• Information is a fundamental aspect of systems separate from both matter and energy

  • Information is the news of difference that makes a difference. It talks about facts in the system which are relevant for the specific analysis being conducted.

    • Because it is a difference between two things it is inherently comparative.
  • Information flow can be both internal — facilitating the mechanisms of the system, and external — allowing the system to respond to the environment.

  • Remember that information is the degree of surprise a system experiences upon receipt.

    • It is also a measure of reduction of a priori uncertainty to certainty.
    • Information does not add something unknown but rather removes an uncertainty.
    • The surprise (deviation from expected behavior) facilitates either a change in the system’s state or the system’s behavior.
  • Communication is the act of a sender inserting a message into a communication channel and a receiver accepting the message and acting on the information content of the message.

    • A message is a sequence of states of the communication channel that may or may not contain information depending on the state of the receiver.
    • The sender is any system that can routinely encode a message for insertion into a channel for conveyance.
    • A receiver is any system that can accept a message through a channel and for which the message potentially conveys some amount of information.
    • An observer is generally a purposeful receiver.

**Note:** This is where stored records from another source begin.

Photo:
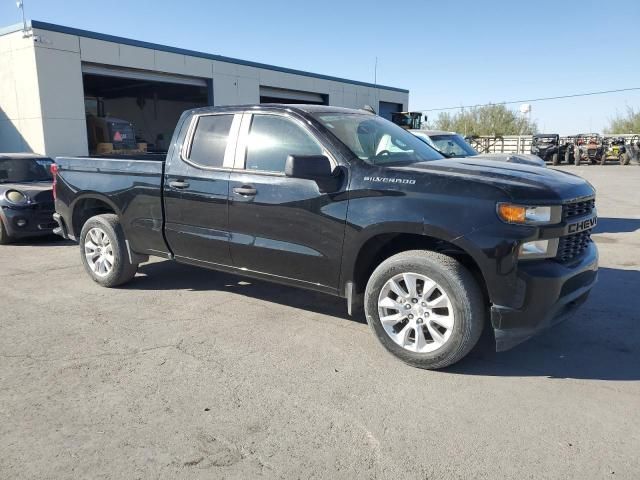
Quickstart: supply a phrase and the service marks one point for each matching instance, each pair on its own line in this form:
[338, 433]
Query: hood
[522, 183]
[38, 192]
[523, 158]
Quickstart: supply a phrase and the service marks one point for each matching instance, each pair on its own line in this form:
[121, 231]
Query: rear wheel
[4, 235]
[104, 252]
[425, 308]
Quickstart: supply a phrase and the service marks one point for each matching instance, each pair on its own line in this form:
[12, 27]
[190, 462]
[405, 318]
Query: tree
[496, 120]
[629, 123]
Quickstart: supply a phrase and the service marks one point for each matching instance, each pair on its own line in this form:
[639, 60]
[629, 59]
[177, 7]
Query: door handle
[246, 190]
[178, 184]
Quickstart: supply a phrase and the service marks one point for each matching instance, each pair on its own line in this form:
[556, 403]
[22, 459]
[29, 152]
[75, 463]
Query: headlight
[16, 197]
[538, 249]
[529, 215]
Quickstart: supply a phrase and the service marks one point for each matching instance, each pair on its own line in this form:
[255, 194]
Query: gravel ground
[186, 373]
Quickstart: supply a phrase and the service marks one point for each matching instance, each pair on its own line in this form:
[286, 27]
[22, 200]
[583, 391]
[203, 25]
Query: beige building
[53, 77]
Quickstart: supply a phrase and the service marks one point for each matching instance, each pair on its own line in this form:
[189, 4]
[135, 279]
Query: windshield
[25, 170]
[544, 140]
[377, 141]
[453, 145]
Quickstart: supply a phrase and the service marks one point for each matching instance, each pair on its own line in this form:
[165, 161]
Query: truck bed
[130, 187]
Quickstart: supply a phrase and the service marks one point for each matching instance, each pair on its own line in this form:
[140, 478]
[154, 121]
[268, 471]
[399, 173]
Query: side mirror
[312, 167]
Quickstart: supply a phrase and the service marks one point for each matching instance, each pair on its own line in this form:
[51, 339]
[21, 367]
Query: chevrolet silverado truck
[308, 196]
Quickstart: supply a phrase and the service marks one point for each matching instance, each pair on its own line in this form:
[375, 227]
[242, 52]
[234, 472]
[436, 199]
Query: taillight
[54, 174]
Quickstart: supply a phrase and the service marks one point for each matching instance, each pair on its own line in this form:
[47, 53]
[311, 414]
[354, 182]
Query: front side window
[377, 141]
[272, 139]
[210, 140]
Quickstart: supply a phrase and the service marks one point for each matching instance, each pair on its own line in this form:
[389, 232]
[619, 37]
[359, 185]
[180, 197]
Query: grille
[573, 246]
[578, 209]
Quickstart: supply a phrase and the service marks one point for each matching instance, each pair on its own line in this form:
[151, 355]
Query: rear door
[197, 190]
[282, 226]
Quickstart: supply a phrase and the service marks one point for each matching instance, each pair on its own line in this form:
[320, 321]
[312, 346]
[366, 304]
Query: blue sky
[445, 53]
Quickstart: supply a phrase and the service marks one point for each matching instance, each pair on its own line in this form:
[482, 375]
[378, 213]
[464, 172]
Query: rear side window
[272, 139]
[210, 140]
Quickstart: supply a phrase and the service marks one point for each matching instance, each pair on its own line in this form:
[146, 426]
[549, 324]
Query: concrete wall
[20, 113]
[42, 98]
[61, 93]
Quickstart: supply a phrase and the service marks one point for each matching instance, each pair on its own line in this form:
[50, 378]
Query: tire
[453, 281]
[102, 238]
[5, 238]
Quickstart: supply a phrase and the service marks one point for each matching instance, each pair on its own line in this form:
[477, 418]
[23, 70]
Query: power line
[530, 100]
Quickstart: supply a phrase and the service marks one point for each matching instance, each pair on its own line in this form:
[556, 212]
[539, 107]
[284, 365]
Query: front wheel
[425, 308]
[104, 252]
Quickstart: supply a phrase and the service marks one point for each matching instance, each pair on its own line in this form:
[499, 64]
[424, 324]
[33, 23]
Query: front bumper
[553, 293]
[31, 221]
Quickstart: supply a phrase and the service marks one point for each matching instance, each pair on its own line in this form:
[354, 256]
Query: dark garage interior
[152, 106]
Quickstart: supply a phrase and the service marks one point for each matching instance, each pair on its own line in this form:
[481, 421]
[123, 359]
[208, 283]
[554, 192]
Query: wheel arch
[382, 245]
[88, 205]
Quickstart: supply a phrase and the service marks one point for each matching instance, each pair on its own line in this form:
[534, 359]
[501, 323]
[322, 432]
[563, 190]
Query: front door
[197, 191]
[283, 226]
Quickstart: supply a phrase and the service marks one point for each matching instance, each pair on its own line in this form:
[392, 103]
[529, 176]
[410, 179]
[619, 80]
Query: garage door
[282, 95]
[89, 69]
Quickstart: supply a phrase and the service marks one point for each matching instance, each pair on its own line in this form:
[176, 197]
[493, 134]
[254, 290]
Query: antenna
[375, 72]
[20, 5]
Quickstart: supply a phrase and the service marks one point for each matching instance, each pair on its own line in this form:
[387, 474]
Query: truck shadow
[176, 276]
[601, 342]
[617, 225]
[44, 241]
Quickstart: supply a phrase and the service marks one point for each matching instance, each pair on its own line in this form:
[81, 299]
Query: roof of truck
[21, 155]
[286, 106]
[432, 132]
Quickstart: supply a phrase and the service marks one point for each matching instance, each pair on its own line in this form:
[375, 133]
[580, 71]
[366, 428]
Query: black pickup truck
[344, 202]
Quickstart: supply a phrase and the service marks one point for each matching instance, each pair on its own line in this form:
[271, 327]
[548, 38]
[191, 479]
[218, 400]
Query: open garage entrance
[121, 104]
[282, 95]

They have an ability to interpret the messages they receive and use that information to modify their own internal organization.
    • A channel is any physical medium through which an information flow can be sent.
    • A signal is a disturbance in the channel as a result of sending the message.
    • Noise is any disturbance that can mask or corrupt the genuine message state.
    • Codes are methods used to frame a message to increase the likelihood of proper transmission and receipt.
    • A protocol is an a priori agreed-upon matched process for both sender and received that ensures both understand the nature of the message and the modulations of the signals.
    • A datum is a value, usually taken in some point in space and time, that represents a measure on some suitable scale and provides context for interpretation.
  • Information and knowledge are not subject to a conservation law.

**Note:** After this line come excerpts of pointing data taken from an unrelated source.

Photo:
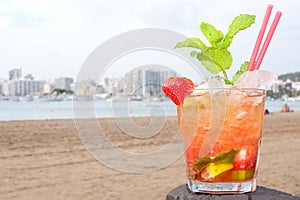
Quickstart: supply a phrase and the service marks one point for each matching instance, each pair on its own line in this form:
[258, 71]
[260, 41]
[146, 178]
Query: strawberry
[245, 158]
[176, 88]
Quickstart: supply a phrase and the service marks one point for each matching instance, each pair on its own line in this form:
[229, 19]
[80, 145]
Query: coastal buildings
[143, 82]
[146, 81]
[63, 83]
[18, 85]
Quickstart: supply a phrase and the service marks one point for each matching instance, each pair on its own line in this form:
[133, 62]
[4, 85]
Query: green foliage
[217, 58]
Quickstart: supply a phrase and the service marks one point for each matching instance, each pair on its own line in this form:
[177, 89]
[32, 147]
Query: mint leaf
[239, 23]
[212, 35]
[214, 59]
[221, 57]
[192, 42]
[243, 68]
[217, 58]
[225, 158]
[208, 63]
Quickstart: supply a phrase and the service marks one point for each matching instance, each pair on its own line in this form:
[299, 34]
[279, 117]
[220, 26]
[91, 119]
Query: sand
[46, 160]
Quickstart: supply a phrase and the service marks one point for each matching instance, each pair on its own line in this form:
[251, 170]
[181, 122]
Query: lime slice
[213, 170]
[241, 175]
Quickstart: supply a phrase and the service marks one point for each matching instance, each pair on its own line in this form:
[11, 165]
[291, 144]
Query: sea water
[42, 110]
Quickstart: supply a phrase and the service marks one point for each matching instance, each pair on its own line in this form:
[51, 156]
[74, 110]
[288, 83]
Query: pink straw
[268, 40]
[251, 65]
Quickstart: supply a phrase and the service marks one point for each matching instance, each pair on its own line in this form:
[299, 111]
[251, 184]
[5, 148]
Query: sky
[53, 38]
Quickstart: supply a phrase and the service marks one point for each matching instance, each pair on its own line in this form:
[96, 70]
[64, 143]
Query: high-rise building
[15, 74]
[23, 87]
[147, 80]
[63, 83]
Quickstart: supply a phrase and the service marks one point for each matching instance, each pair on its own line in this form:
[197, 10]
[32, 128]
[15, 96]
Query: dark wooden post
[262, 193]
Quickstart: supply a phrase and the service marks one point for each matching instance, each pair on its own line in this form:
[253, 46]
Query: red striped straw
[254, 65]
[268, 40]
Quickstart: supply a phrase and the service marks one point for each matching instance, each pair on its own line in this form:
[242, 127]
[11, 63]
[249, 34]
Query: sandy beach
[46, 160]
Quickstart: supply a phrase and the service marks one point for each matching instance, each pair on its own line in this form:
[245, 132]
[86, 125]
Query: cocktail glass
[222, 130]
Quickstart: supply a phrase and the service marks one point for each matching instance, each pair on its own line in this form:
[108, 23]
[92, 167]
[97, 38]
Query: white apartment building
[63, 83]
[23, 87]
[147, 80]
[15, 73]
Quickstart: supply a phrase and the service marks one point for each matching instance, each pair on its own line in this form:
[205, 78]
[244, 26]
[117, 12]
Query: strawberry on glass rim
[176, 88]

    • Information creates more knowledge which creates more information.
    • Information can modify both the receiver’s state and the receiver’s behavior.
  • Information is analogous to entropy Information is maximized when entropy is maximized. Organization constrains the state of the system in the same way that Information reduces uncertainty.

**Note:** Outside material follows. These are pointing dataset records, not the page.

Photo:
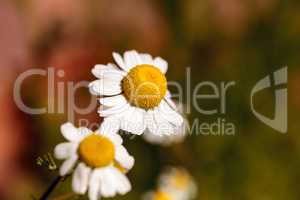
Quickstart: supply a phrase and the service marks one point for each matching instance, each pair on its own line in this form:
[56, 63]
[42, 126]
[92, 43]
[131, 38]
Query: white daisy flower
[134, 95]
[179, 182]
[166, 140]
[99, 158]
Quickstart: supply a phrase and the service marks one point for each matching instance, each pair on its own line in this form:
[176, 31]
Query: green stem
[51, 187]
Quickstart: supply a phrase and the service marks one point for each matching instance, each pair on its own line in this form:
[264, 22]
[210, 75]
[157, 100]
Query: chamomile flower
[134, 94]
[179, 182]
[159, 195]
[166, 140]
[99, 159]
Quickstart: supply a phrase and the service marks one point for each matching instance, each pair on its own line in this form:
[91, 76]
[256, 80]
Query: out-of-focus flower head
[178, 181]
[99, 158]
[175, 183]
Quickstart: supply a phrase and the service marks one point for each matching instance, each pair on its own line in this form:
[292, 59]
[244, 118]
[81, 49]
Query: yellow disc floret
[160, 195]
[96, 151]
[144, 86]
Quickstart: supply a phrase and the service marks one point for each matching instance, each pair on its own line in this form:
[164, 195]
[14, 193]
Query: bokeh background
[232, 40]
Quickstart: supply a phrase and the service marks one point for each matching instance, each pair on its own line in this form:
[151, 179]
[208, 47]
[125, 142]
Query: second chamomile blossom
[159, 195]
[99, 161]
[178, 182]
[134, 94]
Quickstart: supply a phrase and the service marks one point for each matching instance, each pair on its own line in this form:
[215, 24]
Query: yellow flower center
[96, 151]
[160, 195]
[144, 86]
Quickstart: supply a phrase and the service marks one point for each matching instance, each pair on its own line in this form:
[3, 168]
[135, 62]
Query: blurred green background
[232, 40]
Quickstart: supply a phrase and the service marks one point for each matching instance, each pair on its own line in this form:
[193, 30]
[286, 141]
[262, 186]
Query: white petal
[161, 64]
[115, 138]
[108, 183]
[83, 131]
[81, 178]
[113, 182]
[105, 111]
[169, 114]
[133, 120]
[171, 103]
[131, 59]
[163, 126]
[123, 157]
[113, 101]
[150, 122]
[110, 125]
[68, 165]
[94, 186]
[70, 132]
[105, 87]
[123, 184]
[65, 150]
[119, 60]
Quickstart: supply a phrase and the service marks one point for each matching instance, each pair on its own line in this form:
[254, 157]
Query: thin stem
[51, 187]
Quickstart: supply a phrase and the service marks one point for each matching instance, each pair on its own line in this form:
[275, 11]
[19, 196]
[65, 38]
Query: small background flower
[232, 40]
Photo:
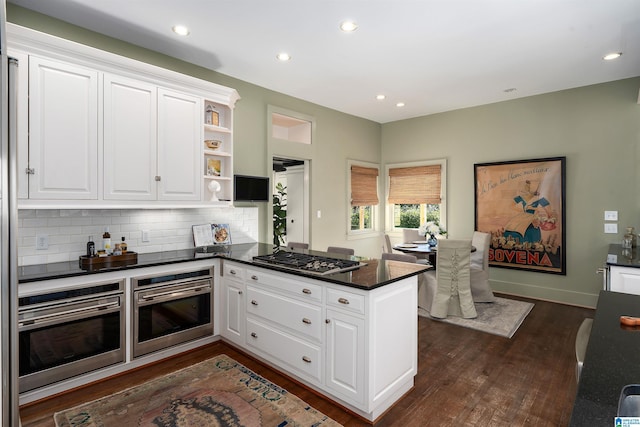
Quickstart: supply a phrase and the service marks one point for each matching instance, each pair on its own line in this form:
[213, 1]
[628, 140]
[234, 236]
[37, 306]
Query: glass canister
[629, 240]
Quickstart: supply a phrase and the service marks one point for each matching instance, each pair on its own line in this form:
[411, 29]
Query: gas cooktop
[308, 263]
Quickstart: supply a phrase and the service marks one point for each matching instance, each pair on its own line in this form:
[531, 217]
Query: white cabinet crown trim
[36, 42]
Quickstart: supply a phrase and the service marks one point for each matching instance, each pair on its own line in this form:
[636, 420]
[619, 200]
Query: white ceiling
[433, 55]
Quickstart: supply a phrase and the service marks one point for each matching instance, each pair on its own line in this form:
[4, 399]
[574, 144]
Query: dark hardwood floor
[465, 377]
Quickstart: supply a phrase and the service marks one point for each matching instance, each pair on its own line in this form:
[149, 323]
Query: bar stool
[582, 339]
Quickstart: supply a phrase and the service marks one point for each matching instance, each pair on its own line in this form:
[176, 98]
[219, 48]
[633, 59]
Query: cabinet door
[130, 136]
[179, 146]
[63, 126]
[345, 355]
[233, 311]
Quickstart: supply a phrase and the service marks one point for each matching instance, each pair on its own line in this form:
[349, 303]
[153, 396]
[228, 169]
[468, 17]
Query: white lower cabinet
[357, 347]
[345, 356]
[291, 353]
[624, 279]
[232, 306]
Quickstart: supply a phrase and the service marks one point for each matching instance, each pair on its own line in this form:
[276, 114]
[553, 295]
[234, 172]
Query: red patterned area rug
[217, 392]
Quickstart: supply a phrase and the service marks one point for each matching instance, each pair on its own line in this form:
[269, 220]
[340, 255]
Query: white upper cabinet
[179, 146]
[130, 134]
[106, 131]
[63, 131]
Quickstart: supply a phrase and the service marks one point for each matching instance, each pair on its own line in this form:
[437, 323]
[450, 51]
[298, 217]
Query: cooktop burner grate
[307, 263]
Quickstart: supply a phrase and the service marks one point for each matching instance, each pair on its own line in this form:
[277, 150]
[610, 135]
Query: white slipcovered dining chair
[399, 257]
[387, 247]
[297, 245]
[480, 289]
[447, 290]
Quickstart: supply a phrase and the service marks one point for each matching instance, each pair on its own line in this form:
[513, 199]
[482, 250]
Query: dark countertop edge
[609, 363]
[331, 278]
[624, 257]
[69, 269]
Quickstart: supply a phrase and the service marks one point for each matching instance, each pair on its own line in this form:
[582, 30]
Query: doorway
[293, 177]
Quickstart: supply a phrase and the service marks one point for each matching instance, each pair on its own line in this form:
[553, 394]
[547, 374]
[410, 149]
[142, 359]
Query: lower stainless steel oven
[69, 332]
[171, 309]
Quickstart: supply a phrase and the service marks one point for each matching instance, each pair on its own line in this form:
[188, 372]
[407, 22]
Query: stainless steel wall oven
[171, 309]
[70, 332]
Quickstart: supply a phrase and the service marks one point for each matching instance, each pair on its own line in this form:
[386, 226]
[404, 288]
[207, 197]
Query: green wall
[338, 137]
[596, 127]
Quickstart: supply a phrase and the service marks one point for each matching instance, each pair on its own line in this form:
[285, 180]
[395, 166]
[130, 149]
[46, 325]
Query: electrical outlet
[42, 242]
[610, 215]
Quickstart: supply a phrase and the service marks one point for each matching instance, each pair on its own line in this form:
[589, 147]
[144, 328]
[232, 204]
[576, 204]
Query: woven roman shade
[415, 185]
[364, 186]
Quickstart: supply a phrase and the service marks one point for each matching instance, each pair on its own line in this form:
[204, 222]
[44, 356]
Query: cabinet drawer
[301, 289]
[290, 313]
[299, 357]
[232, 271]
[345, 300]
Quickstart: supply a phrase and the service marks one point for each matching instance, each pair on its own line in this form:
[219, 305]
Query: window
[416, 194]
[363, 191]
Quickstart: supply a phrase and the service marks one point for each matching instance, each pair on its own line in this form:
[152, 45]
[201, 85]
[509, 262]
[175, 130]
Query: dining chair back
[387, 248]
[399, 257]
[452, 296]
[339, 250]
[411, 235]
[297, 245]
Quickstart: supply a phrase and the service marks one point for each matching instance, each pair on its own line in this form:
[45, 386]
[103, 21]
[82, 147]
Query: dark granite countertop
[374, 274]
[623, 257]
[611, 362]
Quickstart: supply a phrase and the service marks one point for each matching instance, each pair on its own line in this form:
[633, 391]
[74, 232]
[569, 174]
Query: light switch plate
[42, 242]
[611, 228]
[610, 215]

  • One quantity of interest for communication is the information per unit of power. That is, the efficiency of a signal.

    • Transduction - occurs when an information channel permits one kind of energy flow in, generally at higher power but not always, and generates signals in another kind of energy flow, generally of lower power but not always.
    • Sensing (via sensors) allows a large energy flow to result in a smaller energy flow through a different route, resulting in information flow.
      • Measurement can be thought of in two ways (1) As inherent properties of the object; (2) As properties that emerge from the process of measurement (as we have defined it).
    • If another force modulates the source energy, it will propagate through the energy flow channel and through the sensor channel
    • Amplification occurs when a lower-power signal is used to control or modulate a high power flow.
      • An actuator is any device that can modulate a higher power energy flow using a lower energy control signal. They do work under the control of a small input signal.
  • The amount of information in a message is actually a property of the receiver (observer) and not of the sender (or the observed)

    • Another way to say this, the same message (data) can be interpreted differently by different systems and thus contain different amounts of information based on what the system expects.
  • Knowledge can be defined as the cumulative expectations with which a system moves into the future. It is the internal structure that matches the capacity of the system to dissipate flows in a steady-state equilibrium.

    • Another way to put it: It is the fit between the system’s expectation and the actual state of the environment.
    • Having knowledge reduces the informational value received from stimuli. In fact, we may quantify knowledge as the inverse of information
      Because the more you know, the less you will be surprised.
  • Information can be contextual, that is, dependent on previously observed states.

    • Context can boost a signal and reduce noise.